Le Pen and Macron – Opposite views

In his speech on election night, Macron thanked voters for their support. “Your faith respects me, compels me and binds me,” the 44-year-old said in front of a packed crowd in Paris. Beaming, he added: “You can all count on me to implement this progress and opening plan.”

Supporters of Emmanuel Macron cheer at an election party in Paris

Source: AP / Thibault Camus

Macron paid tribute to all his eleven opponents and praised the respectable election campaign. After their own defeat, he extended special thanks to those who called for Macron’s support in the run-off between him and right – wing Marine Le Pen on election night. Voters must agree. “Some will do this to deter the far right. I am fully aware that this is not considered support for my plan and I respect that.”

In his speech, Le Pen emphasized the independence and values ​​of France.
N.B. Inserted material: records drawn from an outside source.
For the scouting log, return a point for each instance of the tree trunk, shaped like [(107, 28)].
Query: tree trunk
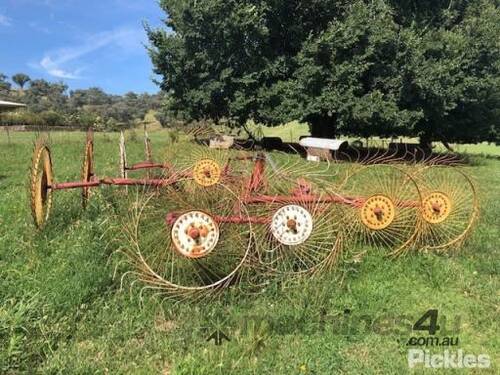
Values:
[(426, 142), (322, 125)]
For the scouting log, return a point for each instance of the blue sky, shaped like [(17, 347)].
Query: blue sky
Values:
[(83, 43)]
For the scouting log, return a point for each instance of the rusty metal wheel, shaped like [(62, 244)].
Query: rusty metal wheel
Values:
[(41, 179), (87, 167), (449, 209)]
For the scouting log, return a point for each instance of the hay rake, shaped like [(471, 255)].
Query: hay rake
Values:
[(300, 226), (213, 219), (42, 184)]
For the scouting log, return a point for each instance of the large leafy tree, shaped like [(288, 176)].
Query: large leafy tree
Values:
[(21, 79), (4, 85), (394, 67)]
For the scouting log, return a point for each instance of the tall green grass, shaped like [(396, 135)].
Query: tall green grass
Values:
[(63, 309)]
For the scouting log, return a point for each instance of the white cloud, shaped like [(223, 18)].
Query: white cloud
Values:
[(58, 62), (5, 21)]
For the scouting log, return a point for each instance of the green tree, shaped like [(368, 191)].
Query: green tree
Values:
[(382, 67), (4, 85), (21, 79)]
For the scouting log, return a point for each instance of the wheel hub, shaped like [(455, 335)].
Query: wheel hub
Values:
[(378, 212), (436, 207), (292, 225), (195, 234), (206, 172)]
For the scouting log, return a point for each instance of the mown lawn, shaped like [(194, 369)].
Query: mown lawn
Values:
[(62, 308)]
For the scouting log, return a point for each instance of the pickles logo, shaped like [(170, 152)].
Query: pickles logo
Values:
[(448, 359)]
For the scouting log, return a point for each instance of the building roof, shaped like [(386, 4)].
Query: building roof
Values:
[(10, 105)]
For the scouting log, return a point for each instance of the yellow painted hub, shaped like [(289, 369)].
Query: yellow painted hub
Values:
[(436, 207), (195, 234), (41, 180), (206, 172), (378, 212)]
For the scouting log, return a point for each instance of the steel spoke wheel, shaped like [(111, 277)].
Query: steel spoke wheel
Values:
[(380, 209), (297, 230), (449, 207), (189, 244)]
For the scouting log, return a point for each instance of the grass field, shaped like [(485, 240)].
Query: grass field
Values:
[(62, 309)]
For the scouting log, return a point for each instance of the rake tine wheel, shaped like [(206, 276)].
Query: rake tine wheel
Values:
[(41, 178), (380, 208), (180, 246), (87, 166), (449, 207), (298, 233)]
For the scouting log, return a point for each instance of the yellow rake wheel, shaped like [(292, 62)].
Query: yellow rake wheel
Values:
[(449, 207), (192, 253), (300, 234), (207, 172), (87, 167), (41, 178), (380, 208)]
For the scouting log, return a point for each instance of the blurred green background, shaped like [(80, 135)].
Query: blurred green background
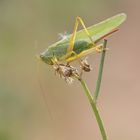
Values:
[(27, 27)]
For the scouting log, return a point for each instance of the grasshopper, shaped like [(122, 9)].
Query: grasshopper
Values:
[(80, 44)]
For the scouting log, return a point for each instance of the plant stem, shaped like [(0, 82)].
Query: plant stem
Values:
[(95, 110), (98, 83)]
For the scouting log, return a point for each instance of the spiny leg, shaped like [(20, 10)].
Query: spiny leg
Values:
[(72, 39)]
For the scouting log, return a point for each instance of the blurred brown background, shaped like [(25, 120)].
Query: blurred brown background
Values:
[(26, 24)]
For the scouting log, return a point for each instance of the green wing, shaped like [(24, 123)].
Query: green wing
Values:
[(99, 30)]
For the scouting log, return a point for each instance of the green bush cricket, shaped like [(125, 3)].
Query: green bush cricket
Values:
[(79, 44)]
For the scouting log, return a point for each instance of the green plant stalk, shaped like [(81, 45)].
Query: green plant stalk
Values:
[(95, 110), (98, 83), (92, 99)]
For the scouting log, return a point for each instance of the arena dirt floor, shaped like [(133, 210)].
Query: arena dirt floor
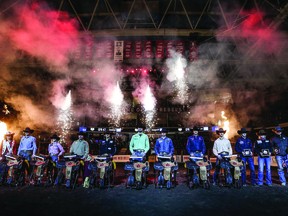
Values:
[(31, 200)]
Le Pen said “two opposite visions of the future” prevailed in the race. He represented “the social justice that surrounds the millennial concept of nation and people.” This would ensure national independence and the self-determination of ordinary French people. He said he would fix France in five years.

Macron benefited from the desire for stability

Although many Frenchmen were dissatisfied with Macron’s first term and he did not inspire in the election campaign, the 44 – year – old said he had benefited from the weakness of other candidates and wanted stability in the face of the war in Ukraine.

Right-wing populist Le Pen, on the other hand, sought to score points in a more moderate tone than before, while presenting himself as a lawyer for those suffering from inflation and rising prices for electricity, fuel and food. Other candidates played a very small role in the election campaign.

Read about the French election

The first round of the 2022 French presidential election

Macron and Le Pen will now face off on April 24 – a recurrence of the 2017 runoff fight in which Le Pen eventually lost to Macron. These polls predict a very tight end this time. Again and again, the second-place finisher in the first round won second place in the French presidential election.

Le Pen is competing for the third time. The longtime politician, who succeeded his father to the leadership of the Rossemplement National (formerly: Front National) party, is committed to controlling immigration and social interests for foreigners, among other things.

Macron, who relied on economic progress during the election campaign, was able to enter the Élysée Palace in 2017 through his movement La République en Marche. He was a far-left candidate at the time and now represents more liberal-conservative issues. Prior to becoming President, he served as an investment banker, advising Socialist President Franுவாois Hollande and Minister of Economy from 2014 to 2016.